Deepfake is a combination of the terms “deep learning” and “fake”. It denotes a type of hyper-realistic image, video or audio file generated by an AI. The AIs are fed large amounts of data in the form of images or audio files. The algorithms behind the AI then learn to reproduce incredibly lifelike recordings, images and sounds of events that may have never happened.
There is a growing recognition that disinformation campaigns, or “fake news,” could negatively impact businesses, made all the more easier by technological advances in AI. Foremost among those concerns is the rapid advancement of deepfake technology. In a few years, deepfake technology may be indistinguishable from reality, according to Hao Li, founder and CEO of Pinscreen, Inc., associate professor of Computer Science at the University of Southern California, and one of the most prominent pioneers in computer graphics and vision.
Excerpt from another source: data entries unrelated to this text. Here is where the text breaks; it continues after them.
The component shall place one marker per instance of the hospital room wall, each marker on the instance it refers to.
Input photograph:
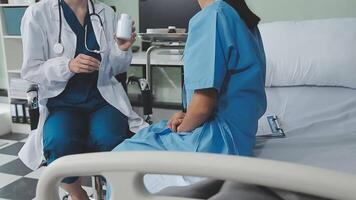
(273, 10)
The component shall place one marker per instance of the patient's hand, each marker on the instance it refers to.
(175, 121)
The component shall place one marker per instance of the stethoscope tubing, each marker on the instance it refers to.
(58, 47)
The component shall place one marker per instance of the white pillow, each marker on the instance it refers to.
(316, 52)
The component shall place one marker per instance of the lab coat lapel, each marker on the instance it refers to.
(55, 17)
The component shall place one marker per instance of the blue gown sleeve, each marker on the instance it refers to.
(205, 56)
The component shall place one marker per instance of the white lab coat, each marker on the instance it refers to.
(40, 29)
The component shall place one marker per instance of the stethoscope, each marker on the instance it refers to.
(58, 48)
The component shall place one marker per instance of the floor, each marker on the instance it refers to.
(17, 182)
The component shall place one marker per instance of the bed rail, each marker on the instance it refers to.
(125, 171)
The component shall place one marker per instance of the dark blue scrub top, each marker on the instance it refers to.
(81, 90)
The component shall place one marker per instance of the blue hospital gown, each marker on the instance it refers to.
(221, 53)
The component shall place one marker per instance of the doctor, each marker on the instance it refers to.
(71, 53)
“We are working together on an approach that assumes that deepfakes will be perfect,” Li said. “Our guess is that, in two to three years, it’s going to be perfect. There will be no way to tell if it’s real or not, so we have to take a different approach.”
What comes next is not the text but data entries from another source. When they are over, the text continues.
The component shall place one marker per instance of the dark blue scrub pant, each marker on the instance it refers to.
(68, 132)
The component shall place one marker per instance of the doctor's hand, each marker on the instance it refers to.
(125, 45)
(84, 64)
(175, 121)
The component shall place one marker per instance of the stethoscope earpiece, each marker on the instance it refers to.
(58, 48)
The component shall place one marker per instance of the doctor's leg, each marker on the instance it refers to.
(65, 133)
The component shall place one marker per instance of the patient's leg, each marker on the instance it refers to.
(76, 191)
Li has proven that deepfakes can present numerous benefits to the world of e-commerce, such as in the entertainment and fashion industries. However, the implications for visible or high-level employees to be extorted, blackmailed or otherwise held hostage is becoming a serious concern as the technology progresses. Beyond the potential harm to employees themselves, these types of cyberattacks circumvent current methods of financial security for minimizing the impact of spammers, scammers and con-artists.
“If you want to be able to detect deepfakes, you have to also see what the limits are,” Li said, explaining that the issue isn’t the existence of the technology but the intentions of how that technology is used. “The real question is, how can we detect [media] where the intention is . . . to deceive people or . . . [have] a harmful consequence.”
Take a moment to consider the perceived security of certain biometric data, such as voice and facial recognition software. In a few short years, deepfake technology used for nefarious means could allow individuals to bypass current security pathways with startling ease.
Concerns about deepfake technology are most prominent in discussions around fraud, extortion and market manipulation. However, the threats to brand reputation cannot be overlooked. These threats, far from being idle considerations for a tech-centric future, are a part of the evolving reality of doing business. According to a report by New Knowledge, 78% of consumers surveyed agreed that “disinformation damages a brand’s reputation.”